L’état de lock-in complet (CLIS ou SLIC en français (Locked-in Syndrome Complet)) est probablement la plus terrifiante des conditions médicales à envisager. Avec le CLIS, les patients avec des cerveaux totalement fonctionnels sont piégés dans des corps et ils n’ont aucun contrôle sur quoi que ce soit, sans aucun moyen de contacter le monde extérieur en dépit d’être pleinement conscient de ce qui se passe autour d’eux. Maintenant, une équipe dirigée par le neuroscientifique Niels Birbaumer au Centre Wyss de Bio et Neuroengineering à Genève a trouvé un moyen de connecter le cerveau des patients CLIS à un ordinateur qui leur permet de répondre à des questions simples oui / non.
Selon le Professeur Birbaumer, personne ne sait combien de personnes souffrent de CLIS. Ceux dans un état enfermé sont entièrement dépendants des autres pour répondre même au plus simple des besoins. Pire encore, c’est une condition où le patient et une autre personne peuvent être dans la même pièce, pourtant le manque complet de capacité à communiquer même par des mouvements d’œil signifie qu’ils pourraient aussi bien être sur des planètes séparées. En fait, la coupure est si complète que jusqu’à récemment, les médecins n’étaient même pas sûrs que le personne souffrant de CLIS pourrait communiquer du tout si les moyens étaient disponibles.
Pour l’étude de Wyss, quatre patients CLIS souffrant de sclérose latérale amyotrophique ont été connectés à l’ordinateur en utilisant une interface cerveau-ordinateur non invasive (BCI) qui mesurait leurs réponses aux questions en surveillant les changements dans les niveaux d’oxygène sanguin et l’activité électrique dans le cerveau.

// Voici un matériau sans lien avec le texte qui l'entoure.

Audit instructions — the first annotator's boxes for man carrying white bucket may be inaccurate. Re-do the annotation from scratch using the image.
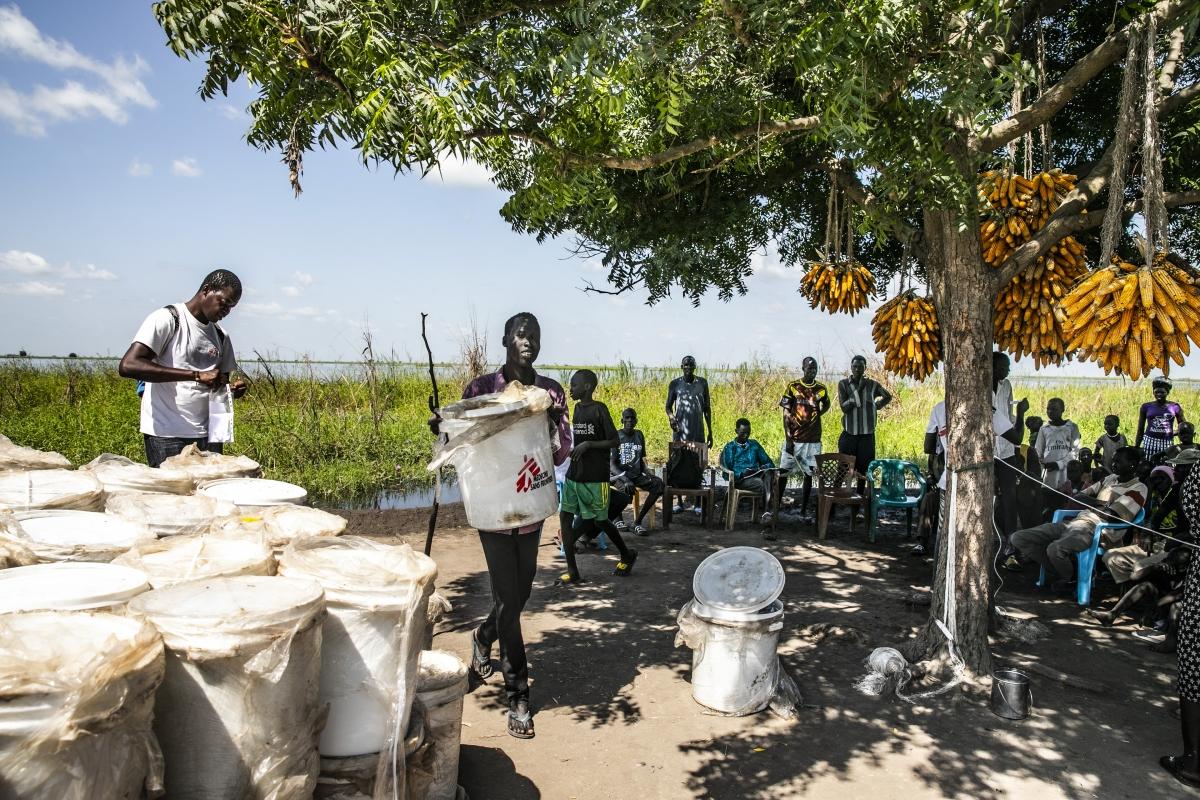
[431,312,571,739]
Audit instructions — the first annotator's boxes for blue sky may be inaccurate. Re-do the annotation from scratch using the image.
[0,0,1200,375]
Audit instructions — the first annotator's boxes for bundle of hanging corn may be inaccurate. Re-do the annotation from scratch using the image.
[979,169,1087,367]
[800,259,875,315]
[871,289,942,380]
[1062,253,1200,380]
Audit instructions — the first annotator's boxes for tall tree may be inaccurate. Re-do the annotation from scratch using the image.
[155,0,1200,674]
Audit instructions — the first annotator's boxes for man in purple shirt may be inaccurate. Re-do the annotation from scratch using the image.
[462,312,571,739]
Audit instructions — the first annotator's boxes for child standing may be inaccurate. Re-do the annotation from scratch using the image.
[1093,414,1129,473]
[1033,397,1081,489]
[558,369,637,587]
[1134,375,1183,462]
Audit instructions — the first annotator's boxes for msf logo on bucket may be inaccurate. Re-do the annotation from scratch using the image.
[517,456,554,492]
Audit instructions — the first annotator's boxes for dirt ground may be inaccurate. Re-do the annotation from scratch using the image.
[347,506,1200,800]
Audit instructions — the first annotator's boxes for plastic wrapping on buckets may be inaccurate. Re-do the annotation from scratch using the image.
[0,612,163,800]
[0,561,150,614]
[196,477,308,507]
[17,510,155,561]
[691,547,785,612]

Dans une entrevue avec le BBC World Service, le professeur Birbaumer a expliqué que les patients ont entendus des centaines de questions qui leur ont été posées à plusieurs reprises et qui avaient été définies et avec des réponses connues « oui / non », comme «Est-ce que Londres est la capitale de la Grande-Bretagne? Ou « est-ce que Paris est la capitale de la Grande-Bretagne? »
En utilisant un ordinateur pour analyser cette sortie, l’équipe de Wyss a finalement été en mesure de déduire quand un patient signalait oui ou non avec une précision de 7 sur 10. Après cela, on leur a donné des questions qui avaient des réponses inconnues, comme « Êtes-vous heureux? » Selon l’équipe, les réponses «oui» consistantes à cette question ont été contraires aux attentes. Niels Birbaumer attribue cette attitude à la survie des patients, qui, selon lui, ont une courte durée de vie s’ils ne cultivent pas une mentalité positive.
«Les résultats frappants renversent ma propre théorie selon laquelle les personnes atteintes d’un syndrome de blocage complet ne sont pas capables de communiquer», explique Niels Birbaumer. « Nous avons trouvé que les quatre personnes que nous avons testées étaient en mesure de répondre aux questions personnelles que nous leur avons posées, en utilisant leurs seules pensées. Si nous pouvons reproduire cette étude chez plus de patients, je crois que nous pourrions rétablir une communication utile dans des états complètement verrouillés pour les personnes avec des maladies des neurones moteurs.
«Nous étions d’abord étonnés des réponses positives quand nous avons interrogé les quatre participants complètement enfermés sur leur qualité de vie. Tous les quatre avaient accepté la ventilation artificielle afin de soutenir leur vie quand la respiration devenait impossible, dans un sens, ils avaient déjà choisir de vivre. Ce que nous avons observés étaient qu’aussi longtemps qu’ils recevaient des soins satisfaisants à la maison, ils trouvaient leur qualité de vie acceptable. C’est pour cette raison, si nous pouvions rendre cette technique largement disponible cliniquement, elle aurait un énorme impact sur la vie quotidienne des personnes atteintes d’un syndrome de lock-in «
Bien que les systèmes BCI (Brain-Computer Interface) aient été utilisés pour aider les victimes de paralysie et d’AVC, c’est la première fois que la communication directe avec un patient CLIS a été réalisée. L’espoir est que la technologie aidera non seulement les personnes souffrant de CLIS, mais aura également des applications plus larges dans la surveillance et l’atténuation d’autres conditions neurologiques.